Clinical decisions regarding the HF status should be based on a comprehensive evaluation of all HF-related symptoms, signs, and clinical tests because a single clinical symptom, sign, or test may lack sensitivity or specificity. If the aforementioned clinical evaluation suggests a worsening HF status, the clinician must reconstruct a therapeutic strategy for HF treatment. The therapeutic approach for congestion depends on whether vascular-type fluid redistribution or cardiac-type fluid accumulation is the primary cause of the worsening HF [12‐14]. Diuretics are guideline-recommended first-line therapy in patients with “wet and warm” HF [96] in whom congestion is predominantly attributable to fluid accumulation and volume overload. A diuretic approach to patients with acute or chronic HF should be initiated according to the standard guideline-based strategy [18, 38, 95]. Loop diuretics form the backbone of diuretic therapy in acute HF, and are used in over 90% of patients. Thus, a stepped pharmacologic approach should be applied using the mainstay of loop diuretics [17, 117] in combination with an appropriate thiazide or thiazide-like diuretic and/or mineralocorticoid receptor antagonists [18, 38, 95]. Measurement of the post-diuretic urinary sodium concentration [18] or its urinary excretion quantity [118] early after treatment may be useful for following loop diuretic efficacy. Diuretic treatment for HF is often accompanied by serum electrolyte disturbances already existing at the initial presentation and/or appearing during HF treatment. In such situations, understanding the “chloride theory” of worsening HF pathophysiology [21, 28, 31] would provide valuable and rational pharmacologic decongestion strategies as mentioned in the previous sections, and as summarized in Figs. 1 and 2, and Table 1. It is important to assess serial changes in the vascular volume and serum Cl concentration, and their interactions, as shown in Figs. 1 and 2. Measurement of the hemoglobin/hematocrit levels [70‐72] or estimated plasma volume [5, 6, 8, 27] is suitable for assessing changes in the intravascular volume in parallel with determining diuretic efficacy by monitoring changes in the body weight to determine the amount of diuresis [81], serum BNP level for reducing the cardiac burden [107], and other clinical tests for evaluating each component of HF presentation (Table 2).

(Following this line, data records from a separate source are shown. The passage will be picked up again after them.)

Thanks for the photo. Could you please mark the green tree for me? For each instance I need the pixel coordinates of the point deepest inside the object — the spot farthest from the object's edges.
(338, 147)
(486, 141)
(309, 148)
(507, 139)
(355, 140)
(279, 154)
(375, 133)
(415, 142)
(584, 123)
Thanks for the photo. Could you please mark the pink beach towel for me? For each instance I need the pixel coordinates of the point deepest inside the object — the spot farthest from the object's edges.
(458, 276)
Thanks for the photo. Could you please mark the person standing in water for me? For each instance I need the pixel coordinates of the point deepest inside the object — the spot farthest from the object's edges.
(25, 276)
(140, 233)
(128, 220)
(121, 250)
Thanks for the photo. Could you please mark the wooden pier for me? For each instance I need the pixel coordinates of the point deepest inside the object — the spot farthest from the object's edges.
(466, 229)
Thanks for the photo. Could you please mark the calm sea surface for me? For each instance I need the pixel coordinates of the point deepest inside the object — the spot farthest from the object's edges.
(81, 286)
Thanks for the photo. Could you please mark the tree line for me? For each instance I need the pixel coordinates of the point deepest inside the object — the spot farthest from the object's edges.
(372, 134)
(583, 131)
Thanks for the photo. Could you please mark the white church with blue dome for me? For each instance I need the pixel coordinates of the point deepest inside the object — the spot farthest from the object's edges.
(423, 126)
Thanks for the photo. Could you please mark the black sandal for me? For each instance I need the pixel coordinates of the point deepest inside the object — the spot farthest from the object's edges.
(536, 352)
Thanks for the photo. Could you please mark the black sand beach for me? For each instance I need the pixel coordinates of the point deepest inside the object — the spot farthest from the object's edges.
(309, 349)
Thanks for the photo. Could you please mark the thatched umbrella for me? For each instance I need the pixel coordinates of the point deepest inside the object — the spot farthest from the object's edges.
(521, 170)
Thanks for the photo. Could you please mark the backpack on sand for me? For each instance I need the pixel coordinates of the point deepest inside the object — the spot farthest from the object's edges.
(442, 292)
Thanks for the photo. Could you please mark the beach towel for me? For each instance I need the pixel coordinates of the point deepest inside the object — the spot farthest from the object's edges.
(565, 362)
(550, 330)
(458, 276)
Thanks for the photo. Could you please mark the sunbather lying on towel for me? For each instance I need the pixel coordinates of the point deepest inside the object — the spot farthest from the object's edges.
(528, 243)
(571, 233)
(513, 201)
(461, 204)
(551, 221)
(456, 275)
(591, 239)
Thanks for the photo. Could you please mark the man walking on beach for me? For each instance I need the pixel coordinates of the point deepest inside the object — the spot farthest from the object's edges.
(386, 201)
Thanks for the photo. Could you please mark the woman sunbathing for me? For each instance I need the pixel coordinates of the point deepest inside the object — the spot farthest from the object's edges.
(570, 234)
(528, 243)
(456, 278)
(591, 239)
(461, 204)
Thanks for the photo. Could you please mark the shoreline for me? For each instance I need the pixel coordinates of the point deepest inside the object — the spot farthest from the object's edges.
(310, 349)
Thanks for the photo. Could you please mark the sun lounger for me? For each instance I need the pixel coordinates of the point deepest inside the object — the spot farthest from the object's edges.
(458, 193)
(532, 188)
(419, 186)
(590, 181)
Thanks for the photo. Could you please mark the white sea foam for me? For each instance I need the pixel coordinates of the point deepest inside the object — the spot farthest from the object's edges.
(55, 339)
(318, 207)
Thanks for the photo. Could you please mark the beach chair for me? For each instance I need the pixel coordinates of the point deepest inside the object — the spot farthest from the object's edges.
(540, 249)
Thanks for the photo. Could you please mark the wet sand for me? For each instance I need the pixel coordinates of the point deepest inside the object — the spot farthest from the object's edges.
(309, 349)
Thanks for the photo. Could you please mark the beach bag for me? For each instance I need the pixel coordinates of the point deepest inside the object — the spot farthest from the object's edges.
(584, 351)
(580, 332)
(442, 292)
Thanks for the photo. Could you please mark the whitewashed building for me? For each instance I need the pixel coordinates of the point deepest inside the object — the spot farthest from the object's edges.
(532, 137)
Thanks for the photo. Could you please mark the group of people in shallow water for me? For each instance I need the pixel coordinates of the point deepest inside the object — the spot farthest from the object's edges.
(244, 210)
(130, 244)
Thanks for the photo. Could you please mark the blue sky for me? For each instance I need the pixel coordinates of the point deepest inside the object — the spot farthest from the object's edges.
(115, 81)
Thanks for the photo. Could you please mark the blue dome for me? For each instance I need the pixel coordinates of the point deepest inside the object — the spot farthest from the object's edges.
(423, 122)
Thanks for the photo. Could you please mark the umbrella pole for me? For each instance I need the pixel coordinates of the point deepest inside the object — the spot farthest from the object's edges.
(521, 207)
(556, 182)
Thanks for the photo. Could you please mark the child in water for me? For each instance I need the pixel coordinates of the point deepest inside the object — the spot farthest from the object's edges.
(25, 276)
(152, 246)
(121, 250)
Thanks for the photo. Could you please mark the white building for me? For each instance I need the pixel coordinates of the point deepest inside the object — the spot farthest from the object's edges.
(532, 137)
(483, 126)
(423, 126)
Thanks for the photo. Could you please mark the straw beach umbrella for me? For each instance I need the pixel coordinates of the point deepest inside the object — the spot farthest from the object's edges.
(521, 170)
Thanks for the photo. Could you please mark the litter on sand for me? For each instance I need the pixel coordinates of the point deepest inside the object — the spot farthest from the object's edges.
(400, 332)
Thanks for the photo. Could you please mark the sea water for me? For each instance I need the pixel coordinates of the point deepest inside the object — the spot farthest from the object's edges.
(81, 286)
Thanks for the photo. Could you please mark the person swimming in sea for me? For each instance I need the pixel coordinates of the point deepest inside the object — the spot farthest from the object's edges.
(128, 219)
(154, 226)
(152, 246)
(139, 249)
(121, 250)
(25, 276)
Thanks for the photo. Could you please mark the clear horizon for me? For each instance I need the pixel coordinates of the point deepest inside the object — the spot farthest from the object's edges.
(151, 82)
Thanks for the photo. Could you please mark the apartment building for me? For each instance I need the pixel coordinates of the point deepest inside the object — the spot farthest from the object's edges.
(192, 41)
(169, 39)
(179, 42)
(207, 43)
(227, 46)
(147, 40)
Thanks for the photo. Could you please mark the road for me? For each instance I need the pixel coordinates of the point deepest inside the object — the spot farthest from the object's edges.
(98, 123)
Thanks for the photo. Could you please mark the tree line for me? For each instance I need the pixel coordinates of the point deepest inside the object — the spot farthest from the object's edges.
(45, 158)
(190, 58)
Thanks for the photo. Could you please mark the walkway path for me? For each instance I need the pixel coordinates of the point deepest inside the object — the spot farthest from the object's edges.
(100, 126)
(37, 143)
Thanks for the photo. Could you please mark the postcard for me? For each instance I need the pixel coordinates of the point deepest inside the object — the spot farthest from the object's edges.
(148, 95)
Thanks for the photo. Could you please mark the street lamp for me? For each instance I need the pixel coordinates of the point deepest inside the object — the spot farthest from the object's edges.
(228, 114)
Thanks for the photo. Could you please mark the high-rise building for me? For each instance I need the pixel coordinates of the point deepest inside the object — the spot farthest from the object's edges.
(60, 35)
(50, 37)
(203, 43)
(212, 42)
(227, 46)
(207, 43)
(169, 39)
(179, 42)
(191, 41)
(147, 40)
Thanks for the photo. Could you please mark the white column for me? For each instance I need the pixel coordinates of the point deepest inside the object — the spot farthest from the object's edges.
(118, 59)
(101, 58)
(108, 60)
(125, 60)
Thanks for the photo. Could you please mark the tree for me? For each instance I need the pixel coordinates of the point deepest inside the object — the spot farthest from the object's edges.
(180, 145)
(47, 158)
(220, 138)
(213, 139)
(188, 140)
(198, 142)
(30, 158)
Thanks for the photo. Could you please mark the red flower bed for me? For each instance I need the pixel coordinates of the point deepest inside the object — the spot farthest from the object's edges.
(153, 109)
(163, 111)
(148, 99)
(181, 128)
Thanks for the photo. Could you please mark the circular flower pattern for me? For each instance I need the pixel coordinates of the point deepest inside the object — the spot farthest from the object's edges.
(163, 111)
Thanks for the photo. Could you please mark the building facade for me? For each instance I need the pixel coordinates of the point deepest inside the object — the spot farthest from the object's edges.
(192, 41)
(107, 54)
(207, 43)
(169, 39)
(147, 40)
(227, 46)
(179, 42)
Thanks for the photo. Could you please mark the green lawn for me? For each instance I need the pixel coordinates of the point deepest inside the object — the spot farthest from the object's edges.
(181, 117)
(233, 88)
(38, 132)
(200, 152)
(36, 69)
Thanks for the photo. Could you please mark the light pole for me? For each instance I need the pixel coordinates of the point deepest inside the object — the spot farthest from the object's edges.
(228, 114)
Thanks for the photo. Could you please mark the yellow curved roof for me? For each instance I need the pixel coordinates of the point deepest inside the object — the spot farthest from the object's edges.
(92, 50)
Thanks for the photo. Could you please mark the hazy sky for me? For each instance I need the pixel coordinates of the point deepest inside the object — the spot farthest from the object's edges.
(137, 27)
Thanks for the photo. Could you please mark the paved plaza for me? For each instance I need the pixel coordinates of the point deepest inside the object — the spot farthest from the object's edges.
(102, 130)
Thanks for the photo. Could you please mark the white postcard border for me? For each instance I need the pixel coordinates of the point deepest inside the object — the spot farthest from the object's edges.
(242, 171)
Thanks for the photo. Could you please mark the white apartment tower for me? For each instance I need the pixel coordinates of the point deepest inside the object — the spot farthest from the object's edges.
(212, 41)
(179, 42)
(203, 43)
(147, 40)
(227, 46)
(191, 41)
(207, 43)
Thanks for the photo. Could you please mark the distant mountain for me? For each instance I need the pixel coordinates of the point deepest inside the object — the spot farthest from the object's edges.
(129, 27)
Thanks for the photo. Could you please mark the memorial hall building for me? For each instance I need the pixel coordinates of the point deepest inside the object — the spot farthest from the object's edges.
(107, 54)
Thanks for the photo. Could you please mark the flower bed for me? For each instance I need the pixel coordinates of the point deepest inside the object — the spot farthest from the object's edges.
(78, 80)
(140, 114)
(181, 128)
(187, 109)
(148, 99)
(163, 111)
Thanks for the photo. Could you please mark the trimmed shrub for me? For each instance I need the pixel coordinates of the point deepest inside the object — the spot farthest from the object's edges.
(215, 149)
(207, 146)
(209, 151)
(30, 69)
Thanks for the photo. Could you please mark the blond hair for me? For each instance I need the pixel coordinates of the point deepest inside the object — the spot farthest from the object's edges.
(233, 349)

Diuretics are often ineffective in patients with congestion caused by vascular-type fluid redistribution, generally observed as increased congestion despite a lack of weight gain and predominantly indicated by hypertension [12‐14]. Though both mechanisms, i.e., volume overload and volume redistribution, may contribute to congestion in many patients with worsening HF, the clinician should differentiate between these two phenomena because the therapeutic strategy in the latter situation includes vasodilatory agents instead of diuretics [18, 38, 95]. Similarly, diuretics are deeply associated with changes in the RAAS activity [119, 120] via possible mechanisms through their effects on Cl dynamics and vascular volume, as predicted by the “chloride theory” [21]. Accordingly, RAAS blockers increase renal blood flow and decrease proximal tubular sodium reabsorption. Therefore, it is not surprising that they are among the first agents demonstrated to be effective in hypotonic dilutional hyponatremia, perhaps including dilutional hypochloremia, in patients with HF [44, 85‐88]. RAAS blockades should always be titrated up in this case if there are no contraindications, such as coexisting renal dysfunction, hypotension, and HF with preserved ejection fraction [17, 44, 121].